Here is a look at some of the notable AI industry developments from July 15–16, 2026.

Applied Computing Raises $20M to Build Foundation AI Model for Oil and Gas

Applied Computing has closed a $20 million Series A funding round with the goal of building a foundation AI model tailored specifically for the oil, gas, and petrochemical industry, according to TechCrunch. The company's aim is to provide operators with an AI model capable of representing an entire plant's operations — a significant vertical specialization effort in an industry that has historically been slower to adopt cutting-edge software tooling.

The raise signals continued investor interest in domain-specific foundation models as an alternative to general-purpose AI systems. Rather than adapting a broad model to industrial use cases after the fact, Applied Computing appears to be building from the ground up with the operational complexity of energy infrastructure in mind.

Microsoft Training Sales Teams to Position Its In-House AI as More Cost-Effective Than Competitors

TechCrunch reports that Microsoft is training its salespeople to present the company's in-house AI models as more efficient and cost-effective alternatives to models from OpenAI and Anthropic. The move reflects Microsoft's broader push to differentiate and monetize its own model development efforts, even as it maintains its well-known partnership with OpenAI.

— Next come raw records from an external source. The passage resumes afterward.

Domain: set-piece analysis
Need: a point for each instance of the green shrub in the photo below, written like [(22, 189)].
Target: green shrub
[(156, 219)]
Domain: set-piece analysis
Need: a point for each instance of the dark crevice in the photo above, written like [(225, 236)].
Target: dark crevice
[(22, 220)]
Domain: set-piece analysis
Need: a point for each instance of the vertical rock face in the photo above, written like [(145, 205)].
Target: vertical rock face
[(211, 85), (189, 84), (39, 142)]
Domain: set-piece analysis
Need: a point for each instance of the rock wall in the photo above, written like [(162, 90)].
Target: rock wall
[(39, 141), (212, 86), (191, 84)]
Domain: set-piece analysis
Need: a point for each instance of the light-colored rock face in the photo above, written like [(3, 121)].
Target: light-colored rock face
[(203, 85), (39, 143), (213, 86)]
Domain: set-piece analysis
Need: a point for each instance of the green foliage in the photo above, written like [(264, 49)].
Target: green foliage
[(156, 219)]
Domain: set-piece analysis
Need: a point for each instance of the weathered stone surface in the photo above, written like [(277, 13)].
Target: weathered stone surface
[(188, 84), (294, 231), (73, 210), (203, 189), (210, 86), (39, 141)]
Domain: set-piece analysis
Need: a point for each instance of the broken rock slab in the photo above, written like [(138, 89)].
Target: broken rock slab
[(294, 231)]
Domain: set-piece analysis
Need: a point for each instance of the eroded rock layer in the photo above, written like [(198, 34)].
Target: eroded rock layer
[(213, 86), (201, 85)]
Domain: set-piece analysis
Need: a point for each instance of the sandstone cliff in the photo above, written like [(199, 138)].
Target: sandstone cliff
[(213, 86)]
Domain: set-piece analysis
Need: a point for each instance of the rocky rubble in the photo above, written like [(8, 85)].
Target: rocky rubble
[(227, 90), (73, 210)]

This development is notable from a market structure standpoint: Microsoft is now actively competing in enterprise AI sales against the very companies whose models it has helped bring to market. For enterprise buyers evaluating AI vendors, the messaging suggests Microsoft intends to compete on both performance-per-dollar metrics and the integration advantages of its own stack.

Thinking Machines Releases First Open Model, Inkling

Thinking Machines has released its first publicly available model, called Inkling, according to TechCrunch. The release marks the company's first tangible public proof point after approximately a year and a half of building AI infrastructure largely outside of the public eye.

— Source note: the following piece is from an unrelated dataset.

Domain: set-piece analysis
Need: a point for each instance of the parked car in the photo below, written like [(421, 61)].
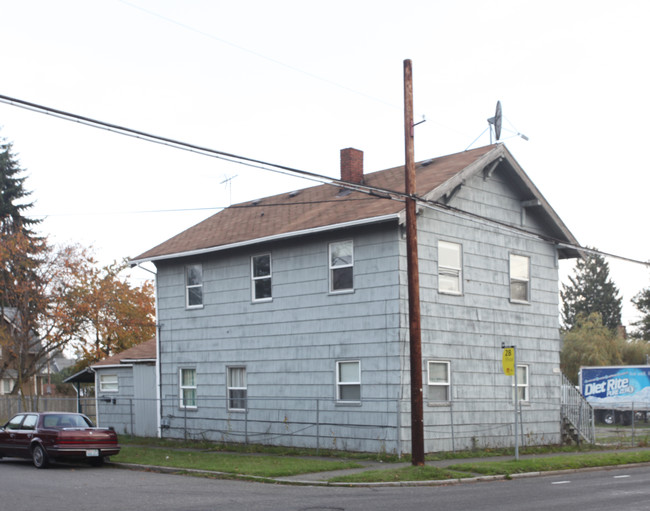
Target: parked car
[(48, 436)]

The company has positioned itself against what it describes as a "one-size-fits-all" approach to AI, suggesting that Inkling is designed with adaptability and specialization in mind rather than serving as a single general-purpose system. The open release of the model allows developers and researchers to examine and experiment with the approach firsthand.

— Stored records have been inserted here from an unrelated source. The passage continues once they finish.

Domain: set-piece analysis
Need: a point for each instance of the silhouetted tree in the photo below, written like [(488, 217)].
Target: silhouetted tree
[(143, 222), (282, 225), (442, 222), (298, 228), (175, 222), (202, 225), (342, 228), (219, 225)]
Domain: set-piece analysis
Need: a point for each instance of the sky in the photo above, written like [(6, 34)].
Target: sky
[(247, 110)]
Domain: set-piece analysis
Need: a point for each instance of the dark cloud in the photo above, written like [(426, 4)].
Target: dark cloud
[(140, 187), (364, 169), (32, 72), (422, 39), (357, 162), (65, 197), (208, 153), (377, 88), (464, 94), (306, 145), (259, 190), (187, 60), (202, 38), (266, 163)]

Thinking Machines' emergence into the public-facing model space adds another entry to a growing list of organizations releasing open models, a trend that continues to shape how enterprises and developers evaluate their AI infrastructure options.


These developments reflect ongoing activity across AI verticals — from industrial specialization and open model releases to shifting competitive dynamics among major enterprise AI providers. Additional stories will be covered as further details emerge.